2025-06-13 カリフォルニア大学サンディエゴ校
<関連情報>
- https://today.ucsd.edu/story/study-unlocks-soft-corals-biomedical-potential
- https://www.nature.com/articles/s41589-025-01927-y
- https://www.nature.com/articles/s41589-022-01026-2
メタゾアンに広く存在する代謝遺伝子クラスター・ファミリー A widespread metabolic gene cluster family in metazoans
Natalie E. Grayson,Paul D. Scesa,Malia L. Moore,Jean-Baptiste Ledoux,Jessica Gomez-Garrido,Tyler Alioto,Todd P. Michael,Immo Burkhardt,Eric W. Schmidt & Bradley S. Moore
Nature Chemical Biology Published:13 June 2025
DOI:https://doi.org/10.1038/s41589-025-01927-y
Abstract
Octocorals are metazoans that prolifically produce terpenoid natural products, rivaling the chemical diversity of plants and microbes. We recently established that these cnidarians uniformly express terpene cyclases and that their encoding genes often reside within putative biosynthetic gene clusters (BGCs). Here we report the discovery and characterization of a widespread gene cluster family for briarane diterpenoid biosynthesis. We sequence five genomes from evolutionarily distinct families of briarane-producing octocorals, revealing a conserved five-gene cluster.

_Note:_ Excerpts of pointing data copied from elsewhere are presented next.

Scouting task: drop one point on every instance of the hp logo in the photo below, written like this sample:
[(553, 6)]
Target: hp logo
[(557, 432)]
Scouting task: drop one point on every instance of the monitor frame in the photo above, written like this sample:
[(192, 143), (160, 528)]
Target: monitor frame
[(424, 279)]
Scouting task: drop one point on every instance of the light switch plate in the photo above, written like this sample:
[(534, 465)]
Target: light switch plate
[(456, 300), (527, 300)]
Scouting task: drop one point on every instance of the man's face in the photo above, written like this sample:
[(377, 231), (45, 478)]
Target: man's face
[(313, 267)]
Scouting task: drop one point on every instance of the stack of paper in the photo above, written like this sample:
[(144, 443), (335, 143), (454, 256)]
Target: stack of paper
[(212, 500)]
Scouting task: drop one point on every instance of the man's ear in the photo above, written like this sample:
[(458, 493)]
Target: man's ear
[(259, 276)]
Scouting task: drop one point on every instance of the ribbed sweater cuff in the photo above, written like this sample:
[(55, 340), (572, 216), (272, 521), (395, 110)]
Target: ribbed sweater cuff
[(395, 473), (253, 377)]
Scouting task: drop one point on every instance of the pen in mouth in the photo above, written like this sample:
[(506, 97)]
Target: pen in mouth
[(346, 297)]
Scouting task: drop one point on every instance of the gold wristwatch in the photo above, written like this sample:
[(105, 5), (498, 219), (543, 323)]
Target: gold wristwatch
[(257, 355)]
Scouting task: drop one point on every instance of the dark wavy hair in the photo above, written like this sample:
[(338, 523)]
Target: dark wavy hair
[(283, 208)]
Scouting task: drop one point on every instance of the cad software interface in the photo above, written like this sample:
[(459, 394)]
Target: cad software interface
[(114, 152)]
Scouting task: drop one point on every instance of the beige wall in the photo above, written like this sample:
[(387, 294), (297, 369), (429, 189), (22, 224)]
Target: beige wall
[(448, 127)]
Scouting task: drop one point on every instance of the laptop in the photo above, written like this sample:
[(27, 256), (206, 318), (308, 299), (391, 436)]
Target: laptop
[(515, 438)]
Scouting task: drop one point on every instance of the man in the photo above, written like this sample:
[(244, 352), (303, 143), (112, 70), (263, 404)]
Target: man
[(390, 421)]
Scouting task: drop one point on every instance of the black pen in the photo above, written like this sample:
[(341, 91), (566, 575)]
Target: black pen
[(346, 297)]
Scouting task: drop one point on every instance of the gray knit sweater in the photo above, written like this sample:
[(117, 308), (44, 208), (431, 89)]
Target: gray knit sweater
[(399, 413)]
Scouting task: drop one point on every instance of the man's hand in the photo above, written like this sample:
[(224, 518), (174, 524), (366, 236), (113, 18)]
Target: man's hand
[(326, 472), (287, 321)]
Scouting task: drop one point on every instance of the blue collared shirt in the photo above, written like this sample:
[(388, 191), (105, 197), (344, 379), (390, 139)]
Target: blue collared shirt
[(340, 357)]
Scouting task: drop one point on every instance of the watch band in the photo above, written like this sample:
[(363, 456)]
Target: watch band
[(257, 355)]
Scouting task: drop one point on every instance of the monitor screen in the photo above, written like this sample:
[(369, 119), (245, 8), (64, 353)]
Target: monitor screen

Expressing these genes in heterologous hosts, we reconstitute the biosynthesis of cembrene B γ-lactone, an established molecule that contains the lactone structural feature distinctive of briarane diterpenoids. The discovery of the genomic basis of briarane biosynthesis establishes that animals also use gene cluster families to produce specialized metabolites. Furthermore, the presence of BGCs in octocorals proves that the formation and maintenance of BGCs related to specialized metabolite biosynthesis is a more widespread phenomenon than previously realized.
サンゴにおける古代植物的テルペン生合成 Ancient plant-like terpene biosynthesis in corals
Immo Burkhardt,Tristan de Rond,Percival Yang-Ting Chen & Bradley S. Moore
Nature Chemical biology Published:23 May 2022
DOI:https://doi.org/10.1038/s41589-022-01026-2
Abstract
Octocorals are major contributors of terpenoid chemical diversity in the ocean. Natural products from other sessile marine animals are primarily biosynthesized by symbiotic microbes rather than by the host. Here, we challenge this long-standing paradigm by describing a monophyletic lineage of animal-encoded terpene cyclases (TCs) ubiquitous in octocorals. We characterized 15 TC enzymes from nine genera, several of which produce precursors of iconic coral-specific terpenoids, such as pseudopterosin, lophotoxin and eleutherobin. X-ray crystallography revealed that coral TCs share conserved active site residues and structural features with bacterial TCs. The identification of coral TCs enabled the targeted identification of the enzyme that constructs the coral-exclusive capnellane scaffold. Several TC genes are colocalized with genes that encode enzymes known to modify terpenes. This work presents an example of biosynthetic capacity in the kingdom Animalia that rivals the chemical complexity generated by plants, unlocking the biotechnological potential of octocorals for biomedical applications.